Ia menjabat Walikota Padang dua periode. Tahun 1998, menjelang Reformasi, ia terpilih untuk masa jabatan kedua periode 1998-2003. Pada masa jabatannya yang kedua, setelah Reformasi, kepemim­pinannya sempat digoyang. Ia bahkan kemudian dikriminalisasi hingga didakwa terlibat korupsi karena memberikan bantuan keuangan kepada semua anggota DPRD. Berkali-kali disidang, untuk dua kasus yang didakwakan, Zuiyen akhirnya lolos berdasarkan Keputusan Mahkamah Agung. Ia bebas dari segela tuntutan hukum.

Pensiun sebagai Wali Kota Padang tahun 2003, Zuiyen tentu tidak kembali lagi sebagai wartawan. Tapi ketika masih menjabat wali kota, ia ditetapkan sebagai anggota Kehormatan PWI di masa Ketua PWI Tarman Azzam.
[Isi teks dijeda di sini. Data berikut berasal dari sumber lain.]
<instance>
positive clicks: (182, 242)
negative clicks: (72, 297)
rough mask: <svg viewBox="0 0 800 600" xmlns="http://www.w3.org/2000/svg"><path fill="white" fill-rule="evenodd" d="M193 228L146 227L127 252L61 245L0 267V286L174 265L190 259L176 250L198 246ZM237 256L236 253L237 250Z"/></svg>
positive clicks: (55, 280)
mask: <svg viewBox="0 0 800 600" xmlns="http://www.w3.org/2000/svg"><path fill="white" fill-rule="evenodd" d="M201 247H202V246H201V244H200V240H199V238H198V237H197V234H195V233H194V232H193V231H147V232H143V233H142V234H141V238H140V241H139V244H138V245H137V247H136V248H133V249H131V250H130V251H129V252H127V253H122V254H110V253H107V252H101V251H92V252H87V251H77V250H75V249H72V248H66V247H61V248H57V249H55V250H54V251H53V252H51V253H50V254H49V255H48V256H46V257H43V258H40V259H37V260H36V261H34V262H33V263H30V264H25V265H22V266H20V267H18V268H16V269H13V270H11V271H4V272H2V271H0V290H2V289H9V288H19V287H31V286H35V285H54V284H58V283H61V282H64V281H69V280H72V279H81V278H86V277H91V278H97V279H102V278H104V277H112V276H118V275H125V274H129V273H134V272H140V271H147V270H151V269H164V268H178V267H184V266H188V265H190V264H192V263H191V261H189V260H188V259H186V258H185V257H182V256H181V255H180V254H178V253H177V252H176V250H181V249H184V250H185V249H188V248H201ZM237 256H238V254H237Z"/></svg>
Zuiyen juga hadir dalam Kongres PWI di Palangkaraya tahun 2003 sebagai peninjau. Dalam Kongres itu Tarman Azzam terpilih untuk masa jabatan kedua.

Setelah tidak lagi menjadi wali kota, Zuiyen bukannya tidak punya kesibukan. Hari-harinya banyak diisi dengan kegiatan mengurus Yayasan Pendidikan Bung Hatta yang dia ikut dirikan bersama Hasan Basri Durin tahun 1981. Di Yayasan yang mengelola Universitas Bung Hatta itu Zuiyen lama duduk sebagai sekretaris, lalu Wakil Ketua Badan Pembina.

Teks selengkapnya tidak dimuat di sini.